Начало осени 1916 года стало последним приездом Андрея Ивано­вича в Усманский уезд. Управившись со всеми делами в Усмани, он приехал в Грачевку. Начиналась ранняя осень с блеклой серостью, моросящим дождями и раскисшими дорогами. Он появился ночью, как всегда внезапно и негаданно, голодный и продрогший, ввалился в переднюю дома, сбросил грязные сапоги и натолкнулся на дремлю­щего Петруху Черных. Тот вскочил, заметался вокруг гостя, но Шин­гарев засмеялся, усадил на стул и попросил:
—  Успокойся. Я все сделаю сам. Лучше расскажи, как вы тут жи­вете?
—  Вроде б, ничего. Только что-то дядя Семён прихворнул. За пос­ледний год он крепко сдал: уходит на плотину и смотрит подолгу на воду, а то у себя в конторе становится на колени и перед иконой Божьей Матери молится; но больше лежит, а подойдешь к нему — гонит. Что с ним стало — ума не приложу. А еще, к вам приезжал барин Бунин, тот, что книжки сочиняет. Хотел полечиться, все ждал вас. Уехал после обеда. Обещал еще наведаться, когда Вы приеде­те, — доложил Петруха.
Андрей Иванович слушал и ждал, когда услышит о Груне, как она, что с ней? Установилась неловкая тишина, которую нарушил Шинга­рев одним словом:
—  Все?
—  Больше нечего сказать. Людишки напуганы войной, мало стали лечиться у дяди Семена, да он их не очень жалует, стал избегать всех, кто к нему обращается.
Шингарев попросил Петруху никого не беспокоить и продолжать досыпать; расположился на больничном топчане, не снимая одежды, привалился спиной к стене и так, несмотря на усталость, просидел всю ночь, думал о Груне, дяде Семене и многострадальной России, задыхаю­щейся от междоусобиц, погромов, бунтов, военной заварухи. Рано утром он отправился на мельницу, где вместе с мельником Селиваном Дымо­вым, Семён Андреевич провел ночь.

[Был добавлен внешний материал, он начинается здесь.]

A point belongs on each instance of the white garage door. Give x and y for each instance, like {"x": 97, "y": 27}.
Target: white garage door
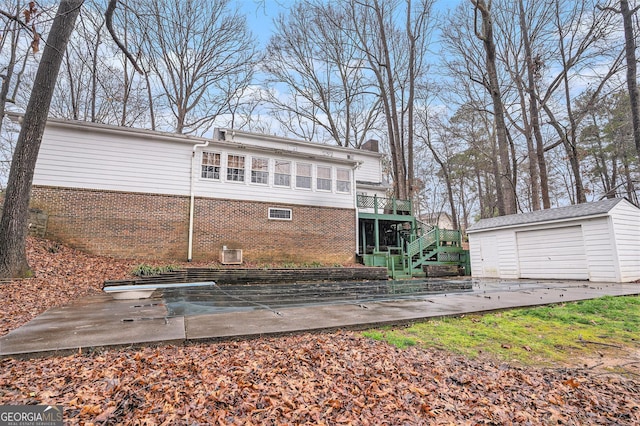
{"x": 556, "y": 253}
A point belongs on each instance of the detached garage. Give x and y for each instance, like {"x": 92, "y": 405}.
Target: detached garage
{"x": 596, "y": 241}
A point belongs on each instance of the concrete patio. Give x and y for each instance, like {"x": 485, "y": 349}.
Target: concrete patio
{"x": 100, "y": 321}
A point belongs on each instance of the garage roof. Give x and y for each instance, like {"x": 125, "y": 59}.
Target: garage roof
{"x": 597, "y": 208}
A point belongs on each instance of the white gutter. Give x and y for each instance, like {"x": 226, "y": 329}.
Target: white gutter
{"x": 355, "y": 200}
{"x": 192, "y": 198}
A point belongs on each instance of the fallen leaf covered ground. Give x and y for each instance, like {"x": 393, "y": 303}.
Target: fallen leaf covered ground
{"x": 329, "y": 378}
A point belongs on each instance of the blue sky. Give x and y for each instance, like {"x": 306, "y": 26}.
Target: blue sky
{"x": 260, "y": 14}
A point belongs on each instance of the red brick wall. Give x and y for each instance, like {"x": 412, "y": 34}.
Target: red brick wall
{"x": 148, "y": 226}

Дядя прослезился при виде племян­ника, знаками показал, что везде все рушится и война погубит их всех.
Удрученный вид старика и его упадническое настроение глубоко задело Андрея Ивановича, передалось ему. Он снова почувствовал, как и раньше, неумолимое приближение страшной и жестокой катастро­фы, которая погубит Россию, а вместе с ней и всех их.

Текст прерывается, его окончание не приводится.